11/1/21 UPDATE: On Friday, the FDA authorized the emergency use of the Pfizer-BioNTech COVID-19 vaccine for children ages 5-11.
A panel of independent advisers to the Food and Drug Administration (FDA) recommends it issue an emergency use authorization for the Pfizer-BioNTech COVID-19 vaccine for children ages five to 11.
The vote, which was 17 in favor and one abstention, means the FDA panel accepted Pfizer’s data that shows the vaccine is safe and 90.7% effective in preventing COVID-19 infections in that age group, reports NPR. The FDA will issue a decision in the next few days. If the FDA authorizes its use, another panel of experts advising the Centers for Disease Control and Prevention (CDC) would offer guidelines and make its own recommendations, such as whether the vaccine should be limited to certain groups of children.

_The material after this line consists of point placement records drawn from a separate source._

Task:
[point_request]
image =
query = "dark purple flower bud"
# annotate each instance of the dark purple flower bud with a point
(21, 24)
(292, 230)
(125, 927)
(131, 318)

There have been more than 1.9 million cases reported among children ages 5-11 with approximately 8,300 being hospitalized, according to the CDC. Approximately one-third of those hospitalizations required treatment in the ICU.
Dr. Doran Fink, clinical deputy director of the division of vaccines and related products for the FDA, said children ages 5-11 have accounted for 9% of reported COVID-19 cases and currently account for 40% of all pediatric cases. The case rate among this age group is “near the highest” of any age group, he added.

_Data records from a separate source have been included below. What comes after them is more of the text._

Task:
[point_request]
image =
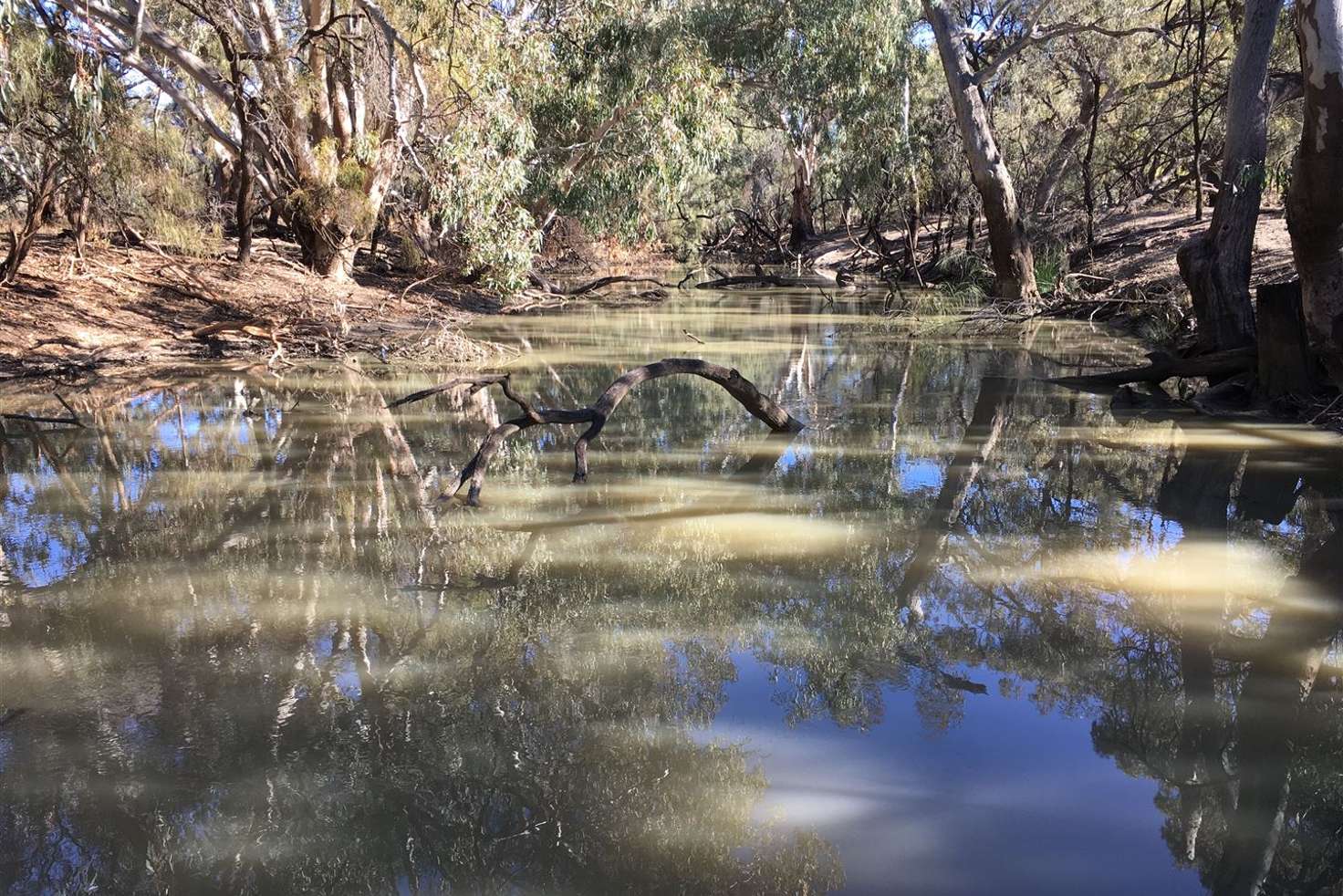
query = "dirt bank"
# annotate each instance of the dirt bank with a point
(137, 307)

Compared to an adult dose, a dose of Pfizer for young children contains one-third the amount of active ingredients. Children who receive their first dose would be eligible for the second dose 21 days or more later. Dr. William Gruber, senior vice president of vaccine clinical research and development at Pfizer, said the dose size was chosen to “strike the right balance” between providing strong immunity and limiting side effects. Gruber also said the vaccine “effectively neutralized the delta variant” in young children.
Some individuals who opposed the authorization testified during the public comment period with many expressing concerns over vaccine-related side effects. The overall incidence of serious side effects reported in Pfizer’s studies was less than two in 1,000 and all were found to be unrelated to the vaccine, according to Dr. Leslie Ball, a medical officer at the FDA. It found less serious side effects occurred more often, including swollen lymph nodes, pain at the injection site, fatigue, and headache.

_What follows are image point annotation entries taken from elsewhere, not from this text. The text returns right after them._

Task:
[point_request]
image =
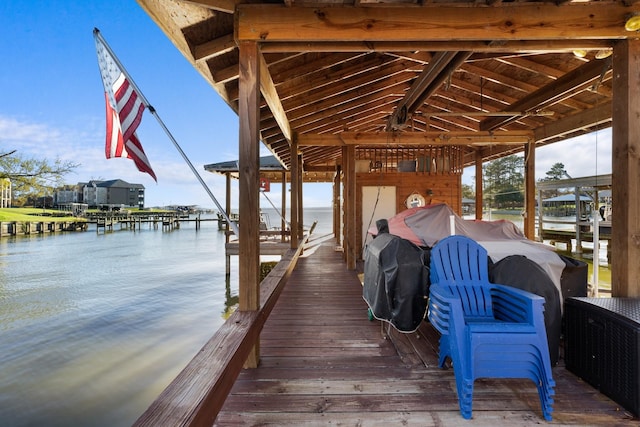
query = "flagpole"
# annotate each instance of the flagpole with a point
(233, 225)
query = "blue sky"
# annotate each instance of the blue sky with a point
(52, 104)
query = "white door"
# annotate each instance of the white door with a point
(377, 203)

However, Ball also said the studies seeking emergency use authorization were not large enough to necessarily pick up an uncommon side effect like myocarditis, which has been seen as a rare but serious side effect after vaccination with the Pfizer and Moderna vaccines. Myocarditis is an inflammation of the heart muscle and can also be caused by a COVID-19 infection.
Committee member Paul Offitt called it “nerve-wracking” to be tasked to “make a decision for millions based only on studies of a few thousand children.” However, he said he was “reassured” that the number of myocarditis among children ages 5-11 was lower than what has been seen among older adolescents and young adults.
To estimate the effect of vaccinating children, the FDA modeled several scenarios, one of which showed that vaccinating one million children ages 5-11 would prevent 58,000 infections, 241 hospitalizations, and one death. In that same one million children, there could be anywhere from 22 to 106 cases of myocarditis associated with the vaccine and most would be expected to fully recover.
Captain Amanda Cohn, a physician and medical officer with the CDC and a voting member of the FDA committee, said the number of children in the Pfizer studies is similar to the number that has been used to approve other childhood vaccines. She said she doesn’t want to “minimize the risk” but that “at this moment, based on the totality of the evidence, the benefits do outweigh the risk.”
“We have incredible safety systems in place to monitor for the potential for myocarditis in this age group and we can respond quickly,” she continued. “To me, the question is pretty clear. We don’t want children to be dying of COVID, even if it is far fewer children than adults, and we don’t want them in the ICU.”
Dr. James Hildreth, a committee member and president of Meharry Medical College in Nashville, voted to authorize the vaccine but said that it was a difficult decision. Hildreth cited the fact that as many as 40% of children in this age group may have already been infected by the virus, which he said could mean that up to 30 million children may already have some form of immunity.
“It just seems to me that in some ways we’re vaccinating children to protect the adults, and it should be the other way around,” he said. “I do believe that children at highest risk do need to be vaccinated. But vaccinating all of the children to achieve that just seems a bit much for me.”
Hildreth said he ultimately voted yes to “make sure the children who really need the vaccine — primarily the black and brown children in our country — get the vaccine.” He also expressed disappointment in the number of minorities included in the Pfizer studies since they “bear the brunt of the disease and hospitalizations.”